Using a script loader was something I’d been meaning to put into our standard toolkit for a while, but I’d never gotten around to it. There are many, many, many options out there for loading JavaScript (with dependencies) — I chose yepnope.js for this project because:

  1. It’s included in Modernizr (which we often use).
  2. It’s dead simple to implement.
  3. It’s made for feature-detection based script loading.

Assuming you’re using Modernizr (and have included it somewhere earlier on the page), all you need to do to load your Typekit fonts with is this:

<script>
  Modernizr.load([{
    // Does the browser support @font-face?
    test: Modernizr.fontface, // Should return a boolean
    // Yep! Get the fonts
    yep : 'http://use.typekit.com/rndmstr1ng.js',
    complete: function() {
      // Load complete! Tell Typekit to start up
      try { Typekit.load(); } catch(e) {};
      // Profit!
    }
  }]);
</script>

The above does as the comments say:

  1. Test something, in this case for @font-face support through Modernizr.
  2. If true, the URL passed to yep will be loaded.
  3. Add a callback for when the load is complete, which is where we do our normal Typekit.load().
  4. Profit!

If prefer you can use yepnope.js standalone, Modernizr simply aliases Modernizr.load to yepnope so you can use either function (and access any of the yepnope.js settings through the yepnope object). The full documentation for yepnope.js is over at yepnopejs.com and it’s worth a read through to make sure you understand where to use it and what common issues you might run into.

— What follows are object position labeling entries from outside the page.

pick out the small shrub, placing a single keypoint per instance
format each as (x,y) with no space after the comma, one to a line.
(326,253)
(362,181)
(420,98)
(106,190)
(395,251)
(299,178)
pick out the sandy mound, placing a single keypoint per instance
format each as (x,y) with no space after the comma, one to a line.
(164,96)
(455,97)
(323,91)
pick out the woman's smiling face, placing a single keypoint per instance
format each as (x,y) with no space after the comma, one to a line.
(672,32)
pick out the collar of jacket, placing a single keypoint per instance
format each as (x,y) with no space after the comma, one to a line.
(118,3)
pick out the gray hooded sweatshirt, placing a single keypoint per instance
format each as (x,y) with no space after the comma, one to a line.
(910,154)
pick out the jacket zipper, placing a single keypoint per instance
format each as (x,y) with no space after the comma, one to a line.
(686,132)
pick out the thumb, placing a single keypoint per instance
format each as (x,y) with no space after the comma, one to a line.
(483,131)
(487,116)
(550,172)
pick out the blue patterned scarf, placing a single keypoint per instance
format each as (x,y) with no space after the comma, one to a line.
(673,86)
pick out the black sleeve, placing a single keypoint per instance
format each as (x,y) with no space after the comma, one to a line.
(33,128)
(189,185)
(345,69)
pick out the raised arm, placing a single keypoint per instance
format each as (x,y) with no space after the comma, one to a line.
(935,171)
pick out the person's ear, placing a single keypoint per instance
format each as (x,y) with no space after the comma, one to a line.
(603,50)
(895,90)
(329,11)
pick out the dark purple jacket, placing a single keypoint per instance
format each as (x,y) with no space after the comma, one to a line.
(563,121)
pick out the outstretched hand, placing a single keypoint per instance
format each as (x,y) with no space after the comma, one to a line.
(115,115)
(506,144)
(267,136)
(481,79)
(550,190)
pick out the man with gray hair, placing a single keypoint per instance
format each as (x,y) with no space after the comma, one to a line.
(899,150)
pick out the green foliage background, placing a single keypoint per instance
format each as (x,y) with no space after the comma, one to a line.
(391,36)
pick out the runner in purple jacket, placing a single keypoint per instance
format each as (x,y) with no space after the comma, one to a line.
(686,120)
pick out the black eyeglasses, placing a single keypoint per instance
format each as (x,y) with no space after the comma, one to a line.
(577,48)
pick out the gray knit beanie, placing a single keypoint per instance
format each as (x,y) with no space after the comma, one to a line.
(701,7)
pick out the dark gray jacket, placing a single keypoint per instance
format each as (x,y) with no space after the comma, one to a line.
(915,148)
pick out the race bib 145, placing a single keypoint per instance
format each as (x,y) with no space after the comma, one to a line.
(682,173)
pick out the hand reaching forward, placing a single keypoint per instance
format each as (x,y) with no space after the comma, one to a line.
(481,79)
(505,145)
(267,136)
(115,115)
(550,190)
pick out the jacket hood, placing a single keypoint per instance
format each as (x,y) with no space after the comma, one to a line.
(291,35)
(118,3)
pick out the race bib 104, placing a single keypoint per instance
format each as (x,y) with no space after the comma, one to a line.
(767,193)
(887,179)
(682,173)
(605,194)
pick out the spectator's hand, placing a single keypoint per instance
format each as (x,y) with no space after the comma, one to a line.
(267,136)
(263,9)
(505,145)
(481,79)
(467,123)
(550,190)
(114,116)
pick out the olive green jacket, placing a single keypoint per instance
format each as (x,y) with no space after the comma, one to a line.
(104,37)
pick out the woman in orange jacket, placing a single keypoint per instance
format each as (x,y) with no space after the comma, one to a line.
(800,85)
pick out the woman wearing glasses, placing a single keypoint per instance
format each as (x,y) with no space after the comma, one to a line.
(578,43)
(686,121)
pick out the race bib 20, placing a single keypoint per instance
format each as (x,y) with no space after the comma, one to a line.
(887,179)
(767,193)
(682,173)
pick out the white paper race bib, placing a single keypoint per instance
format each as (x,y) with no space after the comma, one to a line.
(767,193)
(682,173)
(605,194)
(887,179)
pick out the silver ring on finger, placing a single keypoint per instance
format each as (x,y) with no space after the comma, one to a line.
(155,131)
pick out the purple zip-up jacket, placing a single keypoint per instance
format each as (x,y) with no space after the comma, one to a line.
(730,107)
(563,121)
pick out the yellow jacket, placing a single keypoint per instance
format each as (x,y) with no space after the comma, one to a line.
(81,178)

None of this is intended to call Typekit out for performance problems. Stuff breaks, servers go down, pretending that nothing ever goes wrong is the real danger. While following the standard practice of including your JavaScript at the bottom of the page will mitigate this issue 99% of the time, using a script loader to load your JavaScript asynchronously will (usually) bring you some performance gains as well as a less fragile page.

Update: Sean McBride, one of the developers over Typekit, has also written up a comprehensive post on loading Typekit fonts asynchronously. His method is a little more work, but doesn’t depend on an external library (so should be a bit faster). It also provides some control over the dreaded FOUT through font events, a technique that can be used alongside yepnope.js/Modernizr too.

  1. Most other online type providers use a CSS include instead of JavaScript for loading custom fonts so this blocking issue is not a problem.